Results: Of 85,219 patients discharged after undergoing inpatient gastrointestinal surgery, hospital readmissions occurred in 6218 (7.3%) patients within 10-days and in 10,451 (12.3%) within-30-days. A general surgery visit was recorded in 28,933 (33.9%) patients within 10 days following discharge and in 59,279 (69.5%) within 30-days. Overall, the median time to readmission was 8 days (IQR: 4-16), and the median time to clinic visit was 11 days (IQR 7-15). Only 2,810 (26.9%) of patients readmitted within 30-days had a preceding general surgery clinic visit. Having a postoperative general surgery clinic visit was associated with a significantly decreased hazard of readmission within 10 days (HR 0.64, 95%CI 0.59-0.70) and 30-days (HR 0.63, 95%CI 0.60-0.66) of discharge. In examination of 114 facilities, longer mean time to initial postoperative clinic visit was associated with a higher facility rate of 10-day (r=0.24, p=0.01) and 30-day readmission (r=0.30, p<0.01).

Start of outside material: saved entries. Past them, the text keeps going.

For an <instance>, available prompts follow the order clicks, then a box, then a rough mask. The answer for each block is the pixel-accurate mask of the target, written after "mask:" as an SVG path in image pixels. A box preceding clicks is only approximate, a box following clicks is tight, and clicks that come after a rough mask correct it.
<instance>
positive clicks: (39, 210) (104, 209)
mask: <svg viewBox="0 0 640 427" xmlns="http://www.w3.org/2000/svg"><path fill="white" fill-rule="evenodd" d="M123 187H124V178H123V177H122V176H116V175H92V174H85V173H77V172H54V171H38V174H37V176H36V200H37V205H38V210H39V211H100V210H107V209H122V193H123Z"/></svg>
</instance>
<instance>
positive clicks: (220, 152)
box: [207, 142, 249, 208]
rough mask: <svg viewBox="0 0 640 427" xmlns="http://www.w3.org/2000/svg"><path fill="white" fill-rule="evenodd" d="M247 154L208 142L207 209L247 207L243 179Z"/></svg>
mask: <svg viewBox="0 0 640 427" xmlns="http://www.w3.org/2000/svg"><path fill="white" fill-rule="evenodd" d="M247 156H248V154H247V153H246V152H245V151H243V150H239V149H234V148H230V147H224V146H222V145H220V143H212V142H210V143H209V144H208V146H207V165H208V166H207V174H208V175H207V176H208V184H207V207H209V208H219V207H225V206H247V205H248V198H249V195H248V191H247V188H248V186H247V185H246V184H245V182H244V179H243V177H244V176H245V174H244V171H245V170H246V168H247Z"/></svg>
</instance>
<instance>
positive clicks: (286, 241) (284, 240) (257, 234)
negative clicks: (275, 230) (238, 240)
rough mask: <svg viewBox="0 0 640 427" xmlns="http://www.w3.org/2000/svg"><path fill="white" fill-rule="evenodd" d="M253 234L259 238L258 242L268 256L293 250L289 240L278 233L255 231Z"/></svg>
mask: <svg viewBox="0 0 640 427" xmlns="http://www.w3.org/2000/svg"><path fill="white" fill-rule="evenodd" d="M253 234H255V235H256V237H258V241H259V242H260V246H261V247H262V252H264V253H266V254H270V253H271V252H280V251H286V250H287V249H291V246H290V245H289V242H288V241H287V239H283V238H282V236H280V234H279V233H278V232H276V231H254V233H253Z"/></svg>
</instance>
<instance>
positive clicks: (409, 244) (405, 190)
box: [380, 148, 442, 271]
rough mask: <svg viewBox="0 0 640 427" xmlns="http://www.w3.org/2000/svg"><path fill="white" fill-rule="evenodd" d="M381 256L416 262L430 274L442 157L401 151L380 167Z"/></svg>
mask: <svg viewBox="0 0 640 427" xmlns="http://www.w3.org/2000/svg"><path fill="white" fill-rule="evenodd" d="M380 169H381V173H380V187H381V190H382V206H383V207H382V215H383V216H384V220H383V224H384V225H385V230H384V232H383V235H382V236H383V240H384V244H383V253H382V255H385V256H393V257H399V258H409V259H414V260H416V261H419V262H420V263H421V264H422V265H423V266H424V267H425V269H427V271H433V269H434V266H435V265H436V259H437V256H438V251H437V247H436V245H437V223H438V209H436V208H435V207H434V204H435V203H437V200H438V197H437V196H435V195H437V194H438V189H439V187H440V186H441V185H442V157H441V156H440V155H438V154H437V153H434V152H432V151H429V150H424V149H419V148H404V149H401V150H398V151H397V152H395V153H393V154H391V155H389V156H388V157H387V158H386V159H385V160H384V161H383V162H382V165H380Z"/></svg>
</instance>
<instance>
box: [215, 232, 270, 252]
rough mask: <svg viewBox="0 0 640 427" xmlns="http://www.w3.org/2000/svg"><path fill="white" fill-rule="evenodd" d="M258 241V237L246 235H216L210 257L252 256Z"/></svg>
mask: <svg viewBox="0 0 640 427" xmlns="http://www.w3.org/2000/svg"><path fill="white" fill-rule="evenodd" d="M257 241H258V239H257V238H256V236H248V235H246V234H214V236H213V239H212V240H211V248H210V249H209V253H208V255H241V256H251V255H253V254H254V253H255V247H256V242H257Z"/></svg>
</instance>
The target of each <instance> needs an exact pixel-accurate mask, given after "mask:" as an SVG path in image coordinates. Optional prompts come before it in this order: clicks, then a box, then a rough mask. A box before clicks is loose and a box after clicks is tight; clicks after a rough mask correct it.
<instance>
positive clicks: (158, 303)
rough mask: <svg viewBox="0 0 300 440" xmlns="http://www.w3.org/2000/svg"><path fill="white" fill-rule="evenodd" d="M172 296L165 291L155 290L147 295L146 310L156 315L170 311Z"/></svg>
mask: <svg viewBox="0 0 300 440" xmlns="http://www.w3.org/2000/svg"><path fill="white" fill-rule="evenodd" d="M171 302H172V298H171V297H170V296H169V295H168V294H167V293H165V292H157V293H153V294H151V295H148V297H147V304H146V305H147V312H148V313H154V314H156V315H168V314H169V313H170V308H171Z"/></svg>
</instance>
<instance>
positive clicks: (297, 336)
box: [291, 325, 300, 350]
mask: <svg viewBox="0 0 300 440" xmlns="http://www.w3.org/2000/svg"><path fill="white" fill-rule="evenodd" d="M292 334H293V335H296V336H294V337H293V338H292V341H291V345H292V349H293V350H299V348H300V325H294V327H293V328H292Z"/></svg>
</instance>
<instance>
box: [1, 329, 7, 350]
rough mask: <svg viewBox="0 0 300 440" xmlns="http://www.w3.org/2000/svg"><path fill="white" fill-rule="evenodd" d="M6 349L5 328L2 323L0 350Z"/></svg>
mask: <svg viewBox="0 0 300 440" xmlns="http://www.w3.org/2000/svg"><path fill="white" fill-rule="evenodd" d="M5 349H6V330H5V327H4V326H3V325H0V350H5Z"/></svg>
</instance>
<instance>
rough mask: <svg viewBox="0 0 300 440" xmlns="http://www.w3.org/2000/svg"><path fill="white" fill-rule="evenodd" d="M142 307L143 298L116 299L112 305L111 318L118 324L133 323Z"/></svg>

Conclusion: Following discharge from inpatient gastrointestinal surgery, postoperative general surgery clinic visits were associated with decreased hazard of 10-day and 30-day hospital readmissions. Facilities with longer time to postoperative clinic visits were associated with higher readmission rates. These findings highlight early postoperative surgical clinic visits as a potential important focus for reducing readmission rates.